SanlamAllianz, Africa's largest non-banking financial firm, officially launched its joint brand in Kampala, bringing over 200 years of expertise to Uganda's insurance sector to drive financial inclusion and innovation.

KAMPALA, Uganda — Insurance giants Sanlam and Allianz officially introduced their joint brand, SanlamAllianz, to the Ugandan public Tuesday, asserting the merger creates an “African powerhouse” ready to reshape the local insurance landscape.

The launch, held at the Kampala Serena Hotel, follows the 2023 formation of SanlamAllianz, which became Africa’s largest non-banking financial services company. The entity plans to use its continental and global scale to drive growth across Africa’s high-potential markets.

Gary Corbit, chief executive officer of SanlamAllianz Life Insurance Uganda, said the merger was timed perfectly to align with positive trends in the Ugandan market.

“By combining Sanlam’s deep continental expertise and robust footprint with Allianz’s global scale, financial strength, and legacy, we are creating an African powerhouse,” Corbit said. “We are bringing together more than 200 years of collective experience to Uganda, and we are here to set a new, higher benchmark for innovation and customer value.”

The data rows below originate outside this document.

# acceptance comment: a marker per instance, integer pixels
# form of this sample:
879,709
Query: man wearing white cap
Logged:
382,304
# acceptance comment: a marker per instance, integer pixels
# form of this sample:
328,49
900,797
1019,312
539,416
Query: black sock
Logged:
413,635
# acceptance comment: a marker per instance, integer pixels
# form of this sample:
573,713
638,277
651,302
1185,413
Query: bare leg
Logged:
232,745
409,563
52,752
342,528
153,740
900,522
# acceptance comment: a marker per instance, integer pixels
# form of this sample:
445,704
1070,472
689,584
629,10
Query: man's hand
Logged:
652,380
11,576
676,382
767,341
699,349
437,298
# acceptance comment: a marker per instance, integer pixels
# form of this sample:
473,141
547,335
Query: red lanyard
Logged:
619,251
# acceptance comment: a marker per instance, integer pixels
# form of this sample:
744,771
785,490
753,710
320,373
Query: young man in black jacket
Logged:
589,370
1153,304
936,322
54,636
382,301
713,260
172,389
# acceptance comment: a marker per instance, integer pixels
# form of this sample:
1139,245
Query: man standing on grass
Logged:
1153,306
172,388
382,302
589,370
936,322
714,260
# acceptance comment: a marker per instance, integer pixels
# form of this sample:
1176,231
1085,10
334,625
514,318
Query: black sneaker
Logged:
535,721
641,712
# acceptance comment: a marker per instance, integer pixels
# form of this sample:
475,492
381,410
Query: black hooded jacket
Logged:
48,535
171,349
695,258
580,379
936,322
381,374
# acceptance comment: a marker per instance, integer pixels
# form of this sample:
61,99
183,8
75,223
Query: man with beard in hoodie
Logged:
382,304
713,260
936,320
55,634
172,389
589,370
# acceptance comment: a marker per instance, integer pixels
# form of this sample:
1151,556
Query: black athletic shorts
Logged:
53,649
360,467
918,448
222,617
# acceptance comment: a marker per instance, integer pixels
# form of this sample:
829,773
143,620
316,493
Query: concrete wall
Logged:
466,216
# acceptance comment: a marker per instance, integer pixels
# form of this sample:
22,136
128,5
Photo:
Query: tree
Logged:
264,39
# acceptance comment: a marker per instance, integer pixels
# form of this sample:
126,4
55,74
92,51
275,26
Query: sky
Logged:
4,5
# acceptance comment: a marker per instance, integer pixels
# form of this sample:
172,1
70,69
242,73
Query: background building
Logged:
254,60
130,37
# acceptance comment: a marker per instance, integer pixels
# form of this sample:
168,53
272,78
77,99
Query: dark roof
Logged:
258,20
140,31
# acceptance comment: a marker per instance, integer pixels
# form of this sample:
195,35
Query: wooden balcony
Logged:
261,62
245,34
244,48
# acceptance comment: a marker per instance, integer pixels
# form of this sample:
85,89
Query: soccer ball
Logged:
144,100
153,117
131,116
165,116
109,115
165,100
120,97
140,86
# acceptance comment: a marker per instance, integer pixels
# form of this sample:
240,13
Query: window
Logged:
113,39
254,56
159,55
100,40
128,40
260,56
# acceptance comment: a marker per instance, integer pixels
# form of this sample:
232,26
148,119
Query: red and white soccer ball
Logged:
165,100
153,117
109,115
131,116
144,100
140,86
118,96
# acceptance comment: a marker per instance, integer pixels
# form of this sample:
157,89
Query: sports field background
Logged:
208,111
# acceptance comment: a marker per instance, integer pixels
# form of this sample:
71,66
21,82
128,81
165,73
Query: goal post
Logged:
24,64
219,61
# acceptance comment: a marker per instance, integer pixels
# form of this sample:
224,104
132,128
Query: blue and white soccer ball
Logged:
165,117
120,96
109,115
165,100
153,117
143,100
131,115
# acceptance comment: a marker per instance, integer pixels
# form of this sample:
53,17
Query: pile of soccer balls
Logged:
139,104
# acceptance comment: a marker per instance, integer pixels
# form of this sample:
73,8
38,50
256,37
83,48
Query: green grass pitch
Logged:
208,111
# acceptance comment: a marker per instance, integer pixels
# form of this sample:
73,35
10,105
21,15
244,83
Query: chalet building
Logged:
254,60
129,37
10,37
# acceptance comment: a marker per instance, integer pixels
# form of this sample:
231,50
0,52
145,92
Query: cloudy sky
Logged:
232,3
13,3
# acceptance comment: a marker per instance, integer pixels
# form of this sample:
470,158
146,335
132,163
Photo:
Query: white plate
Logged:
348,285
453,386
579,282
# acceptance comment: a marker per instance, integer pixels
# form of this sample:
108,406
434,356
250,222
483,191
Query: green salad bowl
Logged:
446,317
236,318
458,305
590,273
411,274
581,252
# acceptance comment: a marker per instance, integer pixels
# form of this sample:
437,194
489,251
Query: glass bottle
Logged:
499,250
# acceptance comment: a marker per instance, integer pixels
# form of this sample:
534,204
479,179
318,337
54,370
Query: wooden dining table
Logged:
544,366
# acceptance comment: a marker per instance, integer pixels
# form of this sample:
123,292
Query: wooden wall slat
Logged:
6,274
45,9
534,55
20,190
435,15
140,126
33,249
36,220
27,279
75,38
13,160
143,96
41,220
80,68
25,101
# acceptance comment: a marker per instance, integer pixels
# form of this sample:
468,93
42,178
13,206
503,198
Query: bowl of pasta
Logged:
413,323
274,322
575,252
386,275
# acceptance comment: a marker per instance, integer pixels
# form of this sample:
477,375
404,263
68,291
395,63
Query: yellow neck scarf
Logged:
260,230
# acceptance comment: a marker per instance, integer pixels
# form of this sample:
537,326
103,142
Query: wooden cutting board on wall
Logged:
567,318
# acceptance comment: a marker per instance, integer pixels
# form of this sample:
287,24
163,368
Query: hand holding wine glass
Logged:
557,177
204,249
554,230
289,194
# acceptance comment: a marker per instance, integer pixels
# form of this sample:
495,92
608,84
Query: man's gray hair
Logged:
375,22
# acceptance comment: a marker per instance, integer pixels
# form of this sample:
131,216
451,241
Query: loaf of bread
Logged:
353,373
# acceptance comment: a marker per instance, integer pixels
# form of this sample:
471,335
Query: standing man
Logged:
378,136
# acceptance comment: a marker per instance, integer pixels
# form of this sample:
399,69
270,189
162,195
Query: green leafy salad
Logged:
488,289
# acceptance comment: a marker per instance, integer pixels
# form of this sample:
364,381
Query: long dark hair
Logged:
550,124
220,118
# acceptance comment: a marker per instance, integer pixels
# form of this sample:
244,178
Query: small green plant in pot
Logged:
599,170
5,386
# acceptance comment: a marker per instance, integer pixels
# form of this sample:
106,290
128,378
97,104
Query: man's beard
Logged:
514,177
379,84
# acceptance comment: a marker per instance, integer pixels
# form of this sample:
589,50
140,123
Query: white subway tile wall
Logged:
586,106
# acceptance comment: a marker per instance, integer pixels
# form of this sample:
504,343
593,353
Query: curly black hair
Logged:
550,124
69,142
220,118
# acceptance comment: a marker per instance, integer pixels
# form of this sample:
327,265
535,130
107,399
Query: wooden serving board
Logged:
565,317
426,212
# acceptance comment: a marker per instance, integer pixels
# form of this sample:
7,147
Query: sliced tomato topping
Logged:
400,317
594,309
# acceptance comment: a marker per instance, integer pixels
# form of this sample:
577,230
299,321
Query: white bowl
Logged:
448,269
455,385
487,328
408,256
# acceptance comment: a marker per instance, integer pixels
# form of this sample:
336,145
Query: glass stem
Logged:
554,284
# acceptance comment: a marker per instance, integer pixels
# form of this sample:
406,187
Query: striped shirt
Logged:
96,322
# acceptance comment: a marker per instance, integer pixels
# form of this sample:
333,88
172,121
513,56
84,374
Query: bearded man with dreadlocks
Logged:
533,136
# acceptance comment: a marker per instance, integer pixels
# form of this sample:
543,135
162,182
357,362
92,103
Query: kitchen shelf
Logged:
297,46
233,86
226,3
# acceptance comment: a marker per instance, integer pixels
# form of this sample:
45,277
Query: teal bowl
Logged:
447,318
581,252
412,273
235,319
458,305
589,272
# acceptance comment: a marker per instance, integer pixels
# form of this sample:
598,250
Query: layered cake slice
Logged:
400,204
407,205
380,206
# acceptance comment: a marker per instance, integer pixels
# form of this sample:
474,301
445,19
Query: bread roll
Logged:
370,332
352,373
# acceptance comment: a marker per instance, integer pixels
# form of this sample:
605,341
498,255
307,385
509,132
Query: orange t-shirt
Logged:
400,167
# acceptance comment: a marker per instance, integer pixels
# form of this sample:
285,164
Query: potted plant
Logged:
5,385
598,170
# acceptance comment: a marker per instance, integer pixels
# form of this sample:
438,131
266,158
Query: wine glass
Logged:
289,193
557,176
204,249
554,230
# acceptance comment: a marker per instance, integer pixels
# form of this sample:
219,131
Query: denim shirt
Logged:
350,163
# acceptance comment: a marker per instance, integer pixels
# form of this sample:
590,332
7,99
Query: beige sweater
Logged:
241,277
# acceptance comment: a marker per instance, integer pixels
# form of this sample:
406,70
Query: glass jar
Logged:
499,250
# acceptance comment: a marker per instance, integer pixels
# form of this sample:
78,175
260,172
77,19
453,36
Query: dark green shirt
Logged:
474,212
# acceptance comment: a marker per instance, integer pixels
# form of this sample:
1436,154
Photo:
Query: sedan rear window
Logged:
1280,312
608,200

Corbit noted that Uganda’s insurance sector showed resilience in 2024, recording 10% growth in Gross Written Premiums against a supportive 6.1% GDP growth. He added that the life insurance market grew at a strong rate of nearly 15%.

Ruth Namuli, chief executive officer of SanlamAllianz General Insurance Uganda, stressed the company’s commitment to wider access.

“We promise greater financial inclusion with innovative solutions for underserved segments of the population and sector growth through investing in local talent, technology and partnerships,” Namuli said. The union will help meet the complex insurance needs of individuals, small to medium-sized enterprises and larger corporations.

The Insurance Regulatory Authority of Uganda welcomed the partnership. Alhaj Dr. Kaddunabbi Ibrahim Lubega, CEO of the regulatory body, said the joint venture “brings together global expertise and local strength, which will not only enhance the capacity of the industry but also broaden access to quality insurance services for Ugandans.”

Customers will maintain all existing policy benefits under the new brand and can expect greater access to a wider range of solutions and enhanced digital platforms.